I’m excited to hear the rest of this release and how Darkness proper fairs in remastering. In the First Listen, results are mixed, but they’re better than I expected, honestly. I’m hopeful about what’s left. The Darkness has to beat strings, right? That’s what I keep telling myself.

6 thoughts on “Five thoughts on the First Listen of Springsteen’s ‘The Promise’”

  1. Thanks for this insight – I totally agree.

    In fact, I was just doing the same, going between NPR and a set of Darkness outtakes, and while I’m no audiophile, studio tech, or expert on Springsteen, here’s what I wrote a friend:

    It turns out they used the band version of “Racing in the Street.” I went back and forth between iTunes and NPR, playing a line at a time, and I like the version we got better. The new version is mixed nice and clean, like a studio song, but the bootleg not only sounds more clear – not as full-bodied, muddied-up – but it has that excellent reverb on both the harmonica and vocals. It sounds like Bruce playing the song in an empty loft instead of a cushy studio.

    And for “The Promise”? At first it sounds about the same, only with that same muffled kind of fullness, like too much compression. Then, at the end, they added a ton of strings and boosted the back-up to really fill out the chorus at the end, but it’s way too much. The song’s about desolation and heartache, not some triumphant anthem.

    The weird thing is that the new version is 1:20 shorter than the bootleg. I matched them up, in both players, so they’d play in sync and I could tell what was missing, but right off the beat went flukey. Meaning it’d be a half-beat behind, then right in sync, and then a half beat ahead. Which means they sped up the tape. Did they do that for a more accurate take, or did they shorten it for the radio, or what?

    To top it off, when I went through it, verse by verse, I found they also cut these lines from the final verse:

    I followed that dream through the southwestern flats
    That dead ends in two-bit bars
    And when the promise was broken I was far away from home
    Sleepin’ in the back seat of a borrowed car

    Any insight on this?

  2. OK, I agree mostly, but why is City of the Night sad? I had never heard it before but even the old version doesn’t seem down, just quiet, like an empty street, as you say. Highway Patrolman or Reason to Believe get my votes for saddest, at lest now at 11:30 on election night.

    Also Come On (Let’s Go Tonight) was my favorite.

  3. Hello, Mainer! Welcome. I absolutely agree with your description of the bootleg vs. new versions of Racing. I’d forgotten that version had been booted so dug it up and listened before work this morning (and then proceeded to listen to the rest of the low-number Lost Masters while e-mailing this evening). So much better than the new version, especially for the clarity you mention.

    The Promise edit… bizarre. You look through the lyrics of the various previously recorded and performed versions, and those lines are always there. Am hearing the beat changes now too.
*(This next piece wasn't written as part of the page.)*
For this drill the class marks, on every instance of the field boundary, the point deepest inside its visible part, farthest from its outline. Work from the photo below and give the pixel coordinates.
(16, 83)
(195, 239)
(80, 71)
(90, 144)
It’s like they did digital tightening between certain words to help the soaring strings in the background. If Max had played so oddly during these sessions, Bruce would’ve killed him with a metronome.

    Thank you for pointing all of this out. These kind of changes are what concern me about this release — that Bruce is bringing some revisionism to the table, painting Darkness as a mature, redemptive work… part of a fluid track to the current period (a track where he doesn’t really reach the southwestern flats until the early ’90s). What we’re hearing here isn’t true to the Darkness mood or session sound. Remember the Bruce that wouldn’t let strings on Secret Garden because it didn’t fit the Greatest Hits “narrative”? Where’s that guy when we need him?